Anybody who follows Apple's technology launches knows that the new iPad mini, aka the iPad mini 2, was going to be an iterative improvement.
All the new iPad mini needed was a speed boost and a Retina display to match its bigger brother. And that's just what we've got. Here's how the two compare.
Apple iPad mini 2 vs Apple iPad mini: Design
Anyone expecting a redesign of the iPad mini will be disappointed. But why fix something that isn't broken? There isn't a fingerprint sensor either. Apple is probably keeping the technology back for the inevitable iPad mini 3 and iPad Air 2.
As for the two iPad minis, the size difference between the two is almost imperceptible. Comparing the Wi-Fi plus Cellular versions, the iPad mini 2 measures 200.0 x 134.7 x 7.5mm, while the original iPad mini is 200.0 x 134.7 x 7.2mm. That's only a 0.3mm difference.

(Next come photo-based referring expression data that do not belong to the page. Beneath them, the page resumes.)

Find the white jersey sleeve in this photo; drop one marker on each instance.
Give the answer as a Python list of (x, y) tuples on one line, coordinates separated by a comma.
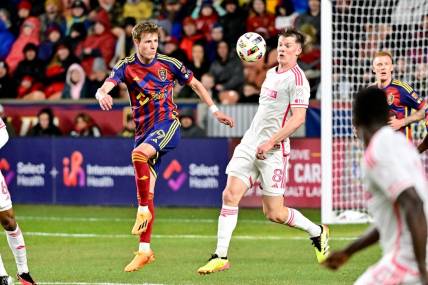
[(299, 89), (4, 136), (391, 162)]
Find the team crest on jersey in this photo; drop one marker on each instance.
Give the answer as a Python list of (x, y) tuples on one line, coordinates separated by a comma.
[(390, 98), (162, 74)]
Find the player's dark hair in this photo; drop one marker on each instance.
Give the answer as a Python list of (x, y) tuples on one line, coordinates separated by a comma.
[(144, 27), (370, 107), (291, 32)]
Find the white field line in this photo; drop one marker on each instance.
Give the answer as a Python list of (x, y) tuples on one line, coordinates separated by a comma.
[(92, 219), (90, 283), (162, 236)]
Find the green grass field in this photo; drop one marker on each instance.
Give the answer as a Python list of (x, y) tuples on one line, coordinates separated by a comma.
[(91, 245)]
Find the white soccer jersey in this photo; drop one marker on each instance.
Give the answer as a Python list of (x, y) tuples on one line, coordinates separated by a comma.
[(392, 164), (280, 92)]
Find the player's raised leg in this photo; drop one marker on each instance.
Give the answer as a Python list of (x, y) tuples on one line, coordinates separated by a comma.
[(16, 243), (227, 221), (145, 254), (275, 211)]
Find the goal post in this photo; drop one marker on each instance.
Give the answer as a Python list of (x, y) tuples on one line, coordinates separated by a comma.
[(351, 32)]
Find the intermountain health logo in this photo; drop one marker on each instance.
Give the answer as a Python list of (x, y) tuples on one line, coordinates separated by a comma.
[(73, 173), (7, 172), (175, 183)]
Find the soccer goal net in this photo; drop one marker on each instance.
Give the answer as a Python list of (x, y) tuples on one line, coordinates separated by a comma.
[(351, 32)]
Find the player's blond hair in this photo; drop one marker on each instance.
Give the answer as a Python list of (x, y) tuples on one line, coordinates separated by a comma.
[(144, 27), (383, 53)]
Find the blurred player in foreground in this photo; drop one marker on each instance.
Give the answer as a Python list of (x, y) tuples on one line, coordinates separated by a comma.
[(398, 201), (263, 154), (400, 96), (150, 78), (14, 235)]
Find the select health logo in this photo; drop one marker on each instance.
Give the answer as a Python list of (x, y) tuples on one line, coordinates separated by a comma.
[(73, 172), (174, 183), (8, 173)]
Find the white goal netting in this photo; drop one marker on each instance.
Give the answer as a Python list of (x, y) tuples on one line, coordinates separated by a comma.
[(358, 30)]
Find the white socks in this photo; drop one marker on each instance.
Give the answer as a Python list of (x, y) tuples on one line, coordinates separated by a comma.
[(144, 246), (2, 269), (226, 225), (297, 220), (17, 245)]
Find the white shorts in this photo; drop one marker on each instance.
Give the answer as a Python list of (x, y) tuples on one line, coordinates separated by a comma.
[(271, 172), (5, 201), (388, 271)]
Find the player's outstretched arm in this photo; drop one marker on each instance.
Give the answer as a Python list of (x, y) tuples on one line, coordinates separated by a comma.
[(104, 99), (338, 258), (413, 208), (200, 90), (297, 119)]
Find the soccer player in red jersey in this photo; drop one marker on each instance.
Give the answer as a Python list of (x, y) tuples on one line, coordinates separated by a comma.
[(400, 96), (150, 78)]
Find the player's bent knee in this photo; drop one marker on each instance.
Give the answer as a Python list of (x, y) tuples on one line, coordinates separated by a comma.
[(274, 217), (8, 223), (231, 198)]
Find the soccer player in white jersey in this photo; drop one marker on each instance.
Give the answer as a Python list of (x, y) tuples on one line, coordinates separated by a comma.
[(13, 232), (263, 154), (398, 198)]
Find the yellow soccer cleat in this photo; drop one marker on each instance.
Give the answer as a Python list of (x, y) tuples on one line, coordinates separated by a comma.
[(320, 244), (140, 260), (141, 222), (215, 264)]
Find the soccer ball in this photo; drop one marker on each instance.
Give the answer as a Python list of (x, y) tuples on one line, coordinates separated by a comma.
[(251, 47)]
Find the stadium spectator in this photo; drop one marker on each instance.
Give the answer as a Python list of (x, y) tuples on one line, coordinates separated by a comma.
[(30, 75), (30, 33), (138, 9), (78, 15), (397, 188), (45, 124), (52, 16), (100, 44), (261, 21), (76, 84), (84, 126), (48, 47), (77, 35), (191, 35), (128, 130), (285, 16), (311, 17), (6, 40), (172, 49), (7, 84), (199, 65), (189, 129), (9, 127), (217, 36), (227, 69), (206, 14), (24, 12), (129, 23), (232, 21)]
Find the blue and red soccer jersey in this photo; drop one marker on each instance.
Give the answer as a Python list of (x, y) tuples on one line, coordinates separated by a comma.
[(150, 88), (402, 99)]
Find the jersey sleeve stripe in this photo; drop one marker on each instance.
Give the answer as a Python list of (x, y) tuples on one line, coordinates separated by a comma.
[(297, 76)]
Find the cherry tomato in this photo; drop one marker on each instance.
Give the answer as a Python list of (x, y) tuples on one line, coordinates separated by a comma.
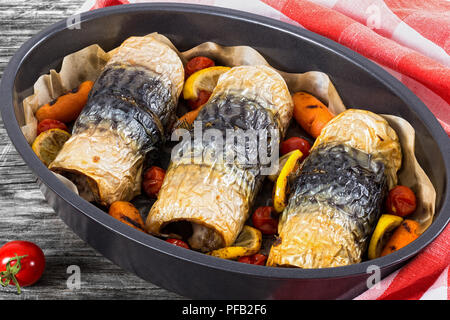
[(401, 201), (152, 181), (48, 124), (264, 220), (21, 264), (258, 259), (178, 242), (203, 97), (198, 63), (295, 143)]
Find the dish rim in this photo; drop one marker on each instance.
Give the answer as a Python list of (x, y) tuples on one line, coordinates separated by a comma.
[(190, 256)]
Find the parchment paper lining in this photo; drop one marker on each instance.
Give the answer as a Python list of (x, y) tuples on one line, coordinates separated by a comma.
[(87, 64)]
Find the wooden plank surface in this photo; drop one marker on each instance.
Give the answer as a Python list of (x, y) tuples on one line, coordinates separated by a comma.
[(24, 213)]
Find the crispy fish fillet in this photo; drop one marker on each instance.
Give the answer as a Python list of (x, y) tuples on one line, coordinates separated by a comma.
[(125, 121), (203, 198), (338, 195)]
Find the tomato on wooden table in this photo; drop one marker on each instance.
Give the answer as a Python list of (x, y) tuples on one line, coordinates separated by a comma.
[(21, 264), (265, 221)]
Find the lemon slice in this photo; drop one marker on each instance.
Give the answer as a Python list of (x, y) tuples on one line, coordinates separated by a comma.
[(247, 243), (48, 144), (386, 224), (279, 195), (205, 79)]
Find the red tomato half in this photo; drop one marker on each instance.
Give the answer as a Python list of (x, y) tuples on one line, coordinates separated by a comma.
[(198, 63), (264, 221), (295, 143), (31, 259), (203, 97), (178, 242)]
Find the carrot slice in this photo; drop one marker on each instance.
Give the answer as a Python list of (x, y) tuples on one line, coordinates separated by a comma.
[(406, 233), (310, 113)]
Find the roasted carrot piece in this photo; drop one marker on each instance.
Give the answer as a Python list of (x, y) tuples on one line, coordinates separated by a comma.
[(406, 233), (127, 213), (310, 113), (189, 117), (67, 107)]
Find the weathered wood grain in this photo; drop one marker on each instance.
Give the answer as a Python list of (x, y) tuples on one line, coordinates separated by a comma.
[(24, 213)]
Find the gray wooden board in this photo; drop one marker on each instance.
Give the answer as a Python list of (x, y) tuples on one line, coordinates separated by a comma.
[(24, 213)]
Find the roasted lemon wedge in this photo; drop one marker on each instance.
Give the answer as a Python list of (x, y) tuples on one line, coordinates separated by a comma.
[(279, 194), (205, 79), (385, 226), (48, 144), (247, 243)]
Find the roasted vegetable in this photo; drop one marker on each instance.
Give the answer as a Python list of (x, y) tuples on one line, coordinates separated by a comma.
[(264, 220), (338, 194), (48, 124), (204, 196), (310, 113), (126, 119), (247, 243), (66, 108), (127, 213), (280, 192), (198, 63), (202, 80), (188, 118), (295, 143), (385, 226), (401, 201), (406, 233), (203, 97)]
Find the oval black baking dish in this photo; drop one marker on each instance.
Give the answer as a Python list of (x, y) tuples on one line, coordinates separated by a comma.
[(192, 274)]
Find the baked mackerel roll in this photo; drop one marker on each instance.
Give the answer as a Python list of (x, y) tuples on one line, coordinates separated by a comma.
[(337, 197), (124, 122), (205, 199)]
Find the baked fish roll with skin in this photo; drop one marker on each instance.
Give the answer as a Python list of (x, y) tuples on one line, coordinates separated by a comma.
[(125, 121), (338, 194), (206, 199)]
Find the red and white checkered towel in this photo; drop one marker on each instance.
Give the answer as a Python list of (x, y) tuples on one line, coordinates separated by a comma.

When it comes to weight, things are little more obvious. With its Retina display and A7 processor, the new iPad mini is slightly tubbier than its predecessor. It weighs in at 341g - 29g heavier than the original model, which tipped the scales at 312g.
Apple iPad mini 2 vs Apple iPad mini: Display
Seeing a Retina display on the new iPad mini hardly comes as a surprise. The improved 7.9-inch display is exactly what we expected and it bumps up the resolution of the mini iPad from 768 x 1024 pixels to 1536 x 2048 pixels. To put that in context, the new screen has 3,145,728 pixels in total, 2,359296 more than the previous iPad mini. The difference is clear - the new mini has a Pixels Per Inch rating of 326, while the old one can only muster 163.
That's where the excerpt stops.